In welcoming hundreds of thousands of EU workers into our economy from around the turn of the millennium, many of whom settled here permanently, he might well have increased the size of Britain’s Left-leaning vote.
But, in the process, Labour — supposedly the guardian of the working class — wrote millions of them off.
Sir Keir Starmer yesterday meets Labour supporters and their families at Worcester City Football Club
Well, Rishi Sunak now has one last chance to recapture those voters.
As several commentators have pointed out already during these early days of the election campaign, it is the same ‘Red Wall switchers’ — those former Labour voters who supported Brexit and Boris — who are key to his success or failure at the ballot box.
If Rishi can convince these sceptical men and women that his party is prepared to address their concerns, he could win them round again.
If he fails to, then be in no doubt that Farage and Reform will represent a serious threat.
What precisely should the Prime Minister do?
Farage is going to spend the next five weeks trying to turn the General Election into a national referendum on immigration.
He’ll talk about strengthening the border. About investing in British people so that they can fill the resulting vacancies in the labour market — and be paid properly for it.
Sunak must do the same.
Farage will also seek to steer the national conversation into one that addresses the increasing politicisation of Islam in Britain (already the burgeoning ‘Muslim Vote’ campaign is marshalling members of that creed to vote along certain lines).

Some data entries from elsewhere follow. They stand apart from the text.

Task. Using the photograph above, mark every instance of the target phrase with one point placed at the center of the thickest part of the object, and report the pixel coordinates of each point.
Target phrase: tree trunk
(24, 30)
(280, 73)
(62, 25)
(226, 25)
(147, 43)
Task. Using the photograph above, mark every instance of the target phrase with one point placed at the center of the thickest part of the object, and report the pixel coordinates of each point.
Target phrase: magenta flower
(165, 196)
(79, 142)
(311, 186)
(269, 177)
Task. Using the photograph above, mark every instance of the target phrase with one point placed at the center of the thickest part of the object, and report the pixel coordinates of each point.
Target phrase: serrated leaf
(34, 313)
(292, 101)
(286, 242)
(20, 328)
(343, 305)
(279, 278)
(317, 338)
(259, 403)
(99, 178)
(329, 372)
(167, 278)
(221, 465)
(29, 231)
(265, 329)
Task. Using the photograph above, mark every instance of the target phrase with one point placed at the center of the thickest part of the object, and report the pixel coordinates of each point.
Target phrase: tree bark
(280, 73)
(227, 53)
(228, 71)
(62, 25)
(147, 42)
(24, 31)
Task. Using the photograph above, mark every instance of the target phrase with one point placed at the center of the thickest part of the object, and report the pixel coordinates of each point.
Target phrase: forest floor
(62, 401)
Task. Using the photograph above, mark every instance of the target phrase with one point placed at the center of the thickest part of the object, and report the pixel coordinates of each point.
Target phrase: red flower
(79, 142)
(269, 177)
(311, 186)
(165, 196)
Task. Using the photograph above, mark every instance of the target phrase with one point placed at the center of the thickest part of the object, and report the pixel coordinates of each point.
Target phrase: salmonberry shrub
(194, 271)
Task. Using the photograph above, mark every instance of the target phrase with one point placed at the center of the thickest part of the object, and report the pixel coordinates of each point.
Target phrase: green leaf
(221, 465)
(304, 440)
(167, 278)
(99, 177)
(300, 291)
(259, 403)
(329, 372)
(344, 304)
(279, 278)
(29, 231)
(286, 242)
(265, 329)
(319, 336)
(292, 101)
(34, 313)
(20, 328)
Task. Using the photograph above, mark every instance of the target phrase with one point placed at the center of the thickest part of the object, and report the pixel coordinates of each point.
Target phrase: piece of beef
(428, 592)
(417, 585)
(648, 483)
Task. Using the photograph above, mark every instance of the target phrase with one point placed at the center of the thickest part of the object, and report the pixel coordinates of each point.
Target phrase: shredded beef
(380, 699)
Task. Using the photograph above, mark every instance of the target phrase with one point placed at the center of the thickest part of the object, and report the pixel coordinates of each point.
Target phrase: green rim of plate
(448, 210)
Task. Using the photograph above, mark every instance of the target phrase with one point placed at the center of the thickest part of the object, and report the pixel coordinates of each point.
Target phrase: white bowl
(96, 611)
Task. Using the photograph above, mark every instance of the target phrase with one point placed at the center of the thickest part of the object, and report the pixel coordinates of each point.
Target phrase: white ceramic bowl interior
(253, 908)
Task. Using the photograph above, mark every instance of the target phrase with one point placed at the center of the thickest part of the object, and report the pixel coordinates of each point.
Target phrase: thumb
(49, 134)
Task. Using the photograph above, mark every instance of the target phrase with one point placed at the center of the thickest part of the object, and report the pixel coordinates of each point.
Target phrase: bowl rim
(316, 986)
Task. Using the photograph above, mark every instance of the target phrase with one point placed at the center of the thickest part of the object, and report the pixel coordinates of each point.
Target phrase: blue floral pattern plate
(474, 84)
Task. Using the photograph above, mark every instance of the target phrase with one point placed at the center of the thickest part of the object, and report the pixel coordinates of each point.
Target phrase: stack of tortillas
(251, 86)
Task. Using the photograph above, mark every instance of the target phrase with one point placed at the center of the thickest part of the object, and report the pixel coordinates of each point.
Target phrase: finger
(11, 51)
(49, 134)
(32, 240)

Again, Sunak must be bold. Voters can see for themselves the mobs that descend on our city’s streets chanting pro-Hamas slogans week after week.
They remember all too well the Green Party’s new councillor in Leeds, Mothin Ali, saying: ‘We will raise the voice of Palestine! Allahu akbar!’ at the local council elections earlier this month. Millions of ordinary Britons witness such behaviour — and are concerned by it.
Sunak has rightly said that there is ‘no place in our politics’ for Mr Ali’s brazen sectarianism. But he needs to be firmer still.
Most importantly, he needs to state once and for all that our addiction to legal migration is unsustainable. That Britain cannot continue relying on millions of low-paid foreigners to service our economy — and he should, for good measure, name the people and the sectors who benefit from this disgraceful state of affairs.
He should be clear that mass immigration is exacerbating our housing crisis, driving up rents and property prices.
And when it comes to illegal migration, including the politically explosive crisis of the small boats, Sunak knows what to do.
Prime Minister Rishi Sunak, however, answers questions posed by staff at defence vehicle manufacturer Supacat in Exeter
Our government must leave the international treaties — including the European Convention on Human Rights — which prevent us from choosing who does and who does not come to this country.
We must overturn British laws introduced by Labour — such as the Human Rights Act — which have the same effect.
There is still time for the Tories to fight back.
Not just because doing so is in their political interest — but because it is right for the country.
Our first-past-the-post system makes it difficult for new parties to break ground. Farage and Reform may split the Tory vote — but in many cases the likeliest outcome will be a Labour MP.
Of course Britain needs some skilled legal immigration. But not the historically high and uncontrolled levels of migration that have existed for 20 years or more.
Mr Sunak and the Tories need to admit this — or face a terrible reckoning at the polls.